Antigenic response to CT-P13 and infliximab originator in inflammatory bowel disease patients shows similar epitope recognition
© 2018 John Wiley & Sons Ltd..
AIM: To test the cross-immunogenicity of anti-CT-P13 IBD patients' sera to CT-P13/infliximab originator and the comparative antigenicity evoked by CT-P13/infliximab originator sera.
METHODS: Sera of patients with IBD with measurable anti-CT-P13 antibodies were tested for their cross-reactivity to 5 batches of infliximab originator and CT-P13. Anti-drug antibody positive sera from treated patients were used to compare antigenic epitopes.

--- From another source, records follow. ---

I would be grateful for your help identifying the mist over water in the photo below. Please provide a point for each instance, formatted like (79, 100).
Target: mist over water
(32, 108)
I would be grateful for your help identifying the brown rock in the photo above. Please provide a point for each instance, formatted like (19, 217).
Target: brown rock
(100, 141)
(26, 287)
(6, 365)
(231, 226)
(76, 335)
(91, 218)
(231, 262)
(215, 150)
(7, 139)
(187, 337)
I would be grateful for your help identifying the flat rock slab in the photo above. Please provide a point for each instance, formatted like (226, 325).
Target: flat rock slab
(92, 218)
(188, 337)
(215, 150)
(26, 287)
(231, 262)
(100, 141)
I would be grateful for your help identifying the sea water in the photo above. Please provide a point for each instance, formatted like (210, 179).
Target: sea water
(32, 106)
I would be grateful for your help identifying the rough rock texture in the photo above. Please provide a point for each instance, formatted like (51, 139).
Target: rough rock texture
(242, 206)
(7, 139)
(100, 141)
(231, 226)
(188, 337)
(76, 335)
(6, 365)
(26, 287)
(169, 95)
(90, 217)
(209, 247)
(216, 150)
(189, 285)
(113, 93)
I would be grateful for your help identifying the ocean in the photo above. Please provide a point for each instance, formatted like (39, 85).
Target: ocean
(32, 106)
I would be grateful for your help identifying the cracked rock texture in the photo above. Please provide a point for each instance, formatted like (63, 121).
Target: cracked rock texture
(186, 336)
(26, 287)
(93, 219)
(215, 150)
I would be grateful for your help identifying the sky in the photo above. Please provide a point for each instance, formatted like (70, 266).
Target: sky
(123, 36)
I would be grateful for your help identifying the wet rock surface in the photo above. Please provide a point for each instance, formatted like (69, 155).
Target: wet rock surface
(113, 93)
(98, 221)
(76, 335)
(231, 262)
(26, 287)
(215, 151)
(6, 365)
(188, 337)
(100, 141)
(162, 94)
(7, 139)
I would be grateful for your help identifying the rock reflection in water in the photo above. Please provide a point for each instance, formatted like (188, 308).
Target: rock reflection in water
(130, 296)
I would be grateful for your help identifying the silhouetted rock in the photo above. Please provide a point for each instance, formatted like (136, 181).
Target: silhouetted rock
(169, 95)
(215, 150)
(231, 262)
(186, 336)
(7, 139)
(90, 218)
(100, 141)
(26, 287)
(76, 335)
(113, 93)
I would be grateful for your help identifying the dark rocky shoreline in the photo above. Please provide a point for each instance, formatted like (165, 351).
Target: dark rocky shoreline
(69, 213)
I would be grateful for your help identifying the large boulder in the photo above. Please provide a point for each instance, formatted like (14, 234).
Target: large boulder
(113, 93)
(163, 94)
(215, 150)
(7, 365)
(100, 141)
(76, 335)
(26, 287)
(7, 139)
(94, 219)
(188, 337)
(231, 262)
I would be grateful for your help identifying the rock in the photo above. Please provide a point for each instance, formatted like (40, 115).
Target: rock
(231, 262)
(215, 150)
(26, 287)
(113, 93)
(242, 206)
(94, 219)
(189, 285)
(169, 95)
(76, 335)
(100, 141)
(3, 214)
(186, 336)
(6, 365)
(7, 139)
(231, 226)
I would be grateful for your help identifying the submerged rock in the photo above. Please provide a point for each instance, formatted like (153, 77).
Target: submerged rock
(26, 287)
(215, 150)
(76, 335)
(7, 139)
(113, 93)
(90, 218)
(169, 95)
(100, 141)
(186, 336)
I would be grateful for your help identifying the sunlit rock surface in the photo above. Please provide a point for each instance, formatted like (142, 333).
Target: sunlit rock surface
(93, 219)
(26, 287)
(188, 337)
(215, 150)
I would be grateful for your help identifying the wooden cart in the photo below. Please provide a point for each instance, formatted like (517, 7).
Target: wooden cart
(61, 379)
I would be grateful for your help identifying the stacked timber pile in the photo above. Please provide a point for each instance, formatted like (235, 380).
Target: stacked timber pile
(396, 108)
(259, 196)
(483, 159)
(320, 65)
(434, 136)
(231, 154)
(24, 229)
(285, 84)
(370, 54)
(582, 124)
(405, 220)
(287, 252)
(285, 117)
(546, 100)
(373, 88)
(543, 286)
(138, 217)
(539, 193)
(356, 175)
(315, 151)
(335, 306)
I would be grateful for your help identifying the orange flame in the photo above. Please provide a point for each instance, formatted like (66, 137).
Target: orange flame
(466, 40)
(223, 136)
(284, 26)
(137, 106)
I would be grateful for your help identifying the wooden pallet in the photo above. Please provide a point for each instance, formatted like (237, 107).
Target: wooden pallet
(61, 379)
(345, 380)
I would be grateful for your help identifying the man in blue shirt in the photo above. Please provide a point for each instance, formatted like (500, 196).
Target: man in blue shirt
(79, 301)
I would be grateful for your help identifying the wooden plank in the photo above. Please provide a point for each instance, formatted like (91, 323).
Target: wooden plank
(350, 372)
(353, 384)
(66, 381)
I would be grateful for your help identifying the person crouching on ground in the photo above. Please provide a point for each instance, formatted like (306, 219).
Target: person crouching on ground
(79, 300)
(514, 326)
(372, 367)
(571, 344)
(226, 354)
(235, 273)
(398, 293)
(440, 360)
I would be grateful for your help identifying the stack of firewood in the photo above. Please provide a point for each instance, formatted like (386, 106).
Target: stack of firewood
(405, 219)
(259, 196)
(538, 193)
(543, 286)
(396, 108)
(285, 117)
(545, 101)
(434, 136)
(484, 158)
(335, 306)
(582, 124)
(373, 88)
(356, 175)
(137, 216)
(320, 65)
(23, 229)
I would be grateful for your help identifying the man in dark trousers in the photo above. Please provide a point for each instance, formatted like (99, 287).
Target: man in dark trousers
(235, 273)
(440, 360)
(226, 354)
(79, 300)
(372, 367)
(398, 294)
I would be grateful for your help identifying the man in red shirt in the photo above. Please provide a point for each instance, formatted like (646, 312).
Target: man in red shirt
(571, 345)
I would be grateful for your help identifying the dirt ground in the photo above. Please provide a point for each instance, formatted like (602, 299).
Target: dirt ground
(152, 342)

RESULTS: All 42 anti-CT-P13 and 37 anti-infliximab originator IBD sera were cross-reactive with infliximab originator and CT-P13 respectively. Concentration of anti-drug antibodies against infliximab originator or CT-P13 were strongly correlated both for IgG1 and IgG4 (P < 0.001). Anti-CT-P13 sera of patients with IBD (n = 32) exerted similar functional inhibition on CT-P13 or infliximab originator TNF binding capacity and showed reduced binding to CT-P13 in the presence of five different batches of CT-P13 and infliximab originator. Anti-CT-P13 and anti-infliximab originator IBD sera selectively enriched phage-peptides from the VH (CDR1 and CDR3) and VL domains (CDR2 and CDR3) of infliximab. Sera reactivity detected major infliximab epitopes in these regions of infliximab in 60%-79% of patients, and no significant differences were identified between CT-P13 and infliximab originator immunogenic sera. Minor epitopes were localised in framework regions of infliximab with reduced antibody reactivity shown, in 30%-50% of patients. Monoclonal antibodies derived from naïve individuals and ADA-positive IBD patients treated with CT-P13 provided comparable epitope specificity to five different batches of CT-P13 and infliximab originator.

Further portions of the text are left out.